Unfortunately, most of those who keep it a secret feel ashamed due to societal scorn.
Even if a person gets surgery for non-cosmetic reasons, they still feel pressure to keep it a secret. And if those people are transparent about the procedure, they usually make sure to clarify that it was for non-cosmetic reasons.
Even if an obese patient goes through a life-saving procedure, they face the stigma that they took the “easy way out” for weight loss.
Do we really have reasons to shame people who get surgery for cosmetic reasons? Do we have a right to? And are the motives for undergoing these procedures a result of societal beauty standards or personal ones?
Regardless of motive, one thing is clear. We need to change the plastic surgery conversation.

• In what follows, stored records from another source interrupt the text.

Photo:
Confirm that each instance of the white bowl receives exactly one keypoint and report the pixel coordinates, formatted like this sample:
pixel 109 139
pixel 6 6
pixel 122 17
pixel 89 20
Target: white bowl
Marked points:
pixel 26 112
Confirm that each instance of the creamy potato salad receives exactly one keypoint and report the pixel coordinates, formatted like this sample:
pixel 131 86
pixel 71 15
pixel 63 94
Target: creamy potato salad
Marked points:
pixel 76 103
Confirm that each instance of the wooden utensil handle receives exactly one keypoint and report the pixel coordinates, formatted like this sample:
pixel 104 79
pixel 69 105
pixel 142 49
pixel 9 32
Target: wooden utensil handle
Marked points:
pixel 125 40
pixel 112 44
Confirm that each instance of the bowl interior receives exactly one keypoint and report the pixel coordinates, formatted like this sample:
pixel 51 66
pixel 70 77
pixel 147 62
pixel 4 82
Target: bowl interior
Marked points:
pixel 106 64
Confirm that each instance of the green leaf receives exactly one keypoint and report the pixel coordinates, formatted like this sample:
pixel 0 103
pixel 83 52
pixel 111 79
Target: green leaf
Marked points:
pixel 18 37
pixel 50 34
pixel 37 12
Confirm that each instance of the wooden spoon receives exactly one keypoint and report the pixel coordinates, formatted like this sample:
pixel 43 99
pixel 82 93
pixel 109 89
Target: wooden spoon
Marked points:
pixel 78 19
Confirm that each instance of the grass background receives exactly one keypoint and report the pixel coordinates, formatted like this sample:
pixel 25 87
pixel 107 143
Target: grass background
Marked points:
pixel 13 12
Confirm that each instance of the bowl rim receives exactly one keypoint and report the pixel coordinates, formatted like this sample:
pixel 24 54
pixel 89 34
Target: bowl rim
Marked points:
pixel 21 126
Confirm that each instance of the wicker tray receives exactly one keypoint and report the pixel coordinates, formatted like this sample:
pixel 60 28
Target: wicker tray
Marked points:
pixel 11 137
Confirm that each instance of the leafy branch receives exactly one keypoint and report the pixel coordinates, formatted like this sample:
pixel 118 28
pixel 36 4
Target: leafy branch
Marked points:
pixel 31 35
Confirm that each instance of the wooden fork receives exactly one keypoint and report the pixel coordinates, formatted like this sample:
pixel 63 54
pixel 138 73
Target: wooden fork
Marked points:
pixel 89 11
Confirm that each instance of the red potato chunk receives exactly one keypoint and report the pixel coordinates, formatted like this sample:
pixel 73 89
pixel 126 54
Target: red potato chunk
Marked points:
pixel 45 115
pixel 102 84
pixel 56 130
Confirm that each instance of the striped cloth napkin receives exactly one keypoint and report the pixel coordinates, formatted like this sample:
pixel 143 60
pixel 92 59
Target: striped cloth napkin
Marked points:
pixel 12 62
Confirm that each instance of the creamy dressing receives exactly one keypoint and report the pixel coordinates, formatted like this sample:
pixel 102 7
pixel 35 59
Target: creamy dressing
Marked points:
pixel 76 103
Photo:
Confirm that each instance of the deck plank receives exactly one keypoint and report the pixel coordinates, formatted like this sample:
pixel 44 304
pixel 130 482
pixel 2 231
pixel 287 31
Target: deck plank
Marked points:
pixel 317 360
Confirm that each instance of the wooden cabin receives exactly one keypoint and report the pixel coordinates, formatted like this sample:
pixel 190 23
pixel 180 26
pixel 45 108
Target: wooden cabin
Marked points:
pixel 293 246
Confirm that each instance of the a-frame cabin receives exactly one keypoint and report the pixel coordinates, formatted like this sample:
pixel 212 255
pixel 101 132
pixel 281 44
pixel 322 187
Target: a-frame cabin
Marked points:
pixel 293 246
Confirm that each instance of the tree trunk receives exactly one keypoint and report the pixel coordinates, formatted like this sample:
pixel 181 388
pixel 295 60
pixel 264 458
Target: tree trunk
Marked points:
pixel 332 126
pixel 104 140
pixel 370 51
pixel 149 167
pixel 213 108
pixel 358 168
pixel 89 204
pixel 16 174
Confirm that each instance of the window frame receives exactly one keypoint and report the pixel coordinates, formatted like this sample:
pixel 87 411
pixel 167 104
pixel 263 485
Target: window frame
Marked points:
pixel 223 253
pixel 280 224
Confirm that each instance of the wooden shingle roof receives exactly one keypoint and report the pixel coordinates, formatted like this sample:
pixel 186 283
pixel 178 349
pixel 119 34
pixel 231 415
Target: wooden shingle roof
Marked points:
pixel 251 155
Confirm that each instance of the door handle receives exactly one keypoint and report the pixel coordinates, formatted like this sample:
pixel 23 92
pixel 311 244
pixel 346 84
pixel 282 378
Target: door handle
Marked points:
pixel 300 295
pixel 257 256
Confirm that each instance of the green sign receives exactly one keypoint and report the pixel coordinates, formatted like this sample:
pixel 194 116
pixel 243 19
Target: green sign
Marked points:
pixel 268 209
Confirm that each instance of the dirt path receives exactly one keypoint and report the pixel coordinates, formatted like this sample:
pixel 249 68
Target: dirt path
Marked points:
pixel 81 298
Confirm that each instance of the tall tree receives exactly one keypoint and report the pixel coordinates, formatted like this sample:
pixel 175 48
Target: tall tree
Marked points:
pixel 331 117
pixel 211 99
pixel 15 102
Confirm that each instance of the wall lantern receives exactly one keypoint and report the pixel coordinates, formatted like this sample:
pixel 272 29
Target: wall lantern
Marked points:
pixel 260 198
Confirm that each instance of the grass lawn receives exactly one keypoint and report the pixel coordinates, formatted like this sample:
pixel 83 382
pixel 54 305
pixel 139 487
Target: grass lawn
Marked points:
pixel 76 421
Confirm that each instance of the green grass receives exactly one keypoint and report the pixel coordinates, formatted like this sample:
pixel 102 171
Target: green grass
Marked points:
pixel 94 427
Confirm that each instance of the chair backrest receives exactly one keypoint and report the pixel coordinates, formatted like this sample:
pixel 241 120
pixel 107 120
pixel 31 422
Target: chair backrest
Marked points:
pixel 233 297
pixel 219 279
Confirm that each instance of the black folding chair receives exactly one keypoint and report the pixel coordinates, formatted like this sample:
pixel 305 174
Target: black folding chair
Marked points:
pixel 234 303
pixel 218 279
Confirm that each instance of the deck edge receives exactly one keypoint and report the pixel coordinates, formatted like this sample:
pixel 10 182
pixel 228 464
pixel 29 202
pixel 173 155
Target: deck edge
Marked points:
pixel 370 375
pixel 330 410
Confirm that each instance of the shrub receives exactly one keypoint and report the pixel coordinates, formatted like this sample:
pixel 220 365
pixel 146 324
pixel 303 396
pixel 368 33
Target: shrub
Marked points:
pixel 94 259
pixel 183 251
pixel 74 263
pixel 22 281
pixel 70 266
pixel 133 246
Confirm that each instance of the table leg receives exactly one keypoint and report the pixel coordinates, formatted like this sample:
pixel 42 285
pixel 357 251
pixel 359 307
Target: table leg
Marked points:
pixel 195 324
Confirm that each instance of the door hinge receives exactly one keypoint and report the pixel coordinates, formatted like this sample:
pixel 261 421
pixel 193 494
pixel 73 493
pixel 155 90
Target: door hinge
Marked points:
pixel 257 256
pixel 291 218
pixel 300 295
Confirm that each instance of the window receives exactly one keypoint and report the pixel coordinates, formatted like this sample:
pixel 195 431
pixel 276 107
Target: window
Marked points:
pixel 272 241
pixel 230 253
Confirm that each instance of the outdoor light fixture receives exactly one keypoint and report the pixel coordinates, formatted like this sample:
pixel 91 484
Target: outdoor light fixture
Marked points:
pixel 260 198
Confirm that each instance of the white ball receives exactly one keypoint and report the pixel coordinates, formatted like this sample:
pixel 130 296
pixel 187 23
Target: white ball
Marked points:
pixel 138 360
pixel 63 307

1. Your confidence and self-esteem should be a priority.
And if surgery can improve how you see yourself, then why is it not as accepted as any other form of self-care?
One can get plastic surgery for lots of reasons, which range from removing some unwanted fat to erasing scars or burns that remind you of trauma every day.
Some women turn to surgery to repair their body after being the subject of abuse.
A dear friend of mine had her nose violently broken by a man at the age of 16. This left her with breathing problems, as well as self-esteem issues.
Either way, after the surgery, your self-esteem will increase, which will positively impact every part of your life.
This has a huge impact on your emotions, leading to a healthier version of you.
2. Vanity is an industry.
The beauty industry is among the most profitable industries out there, so why are we fooling ourselves into thinking plastic surgery isn’t common?
The principle of getting plastic surgery is the same as the principle of going to the gym and taking care of yourself.
Our society values how we look over who we are, so why do people act so shocked when we conform to the standards they set?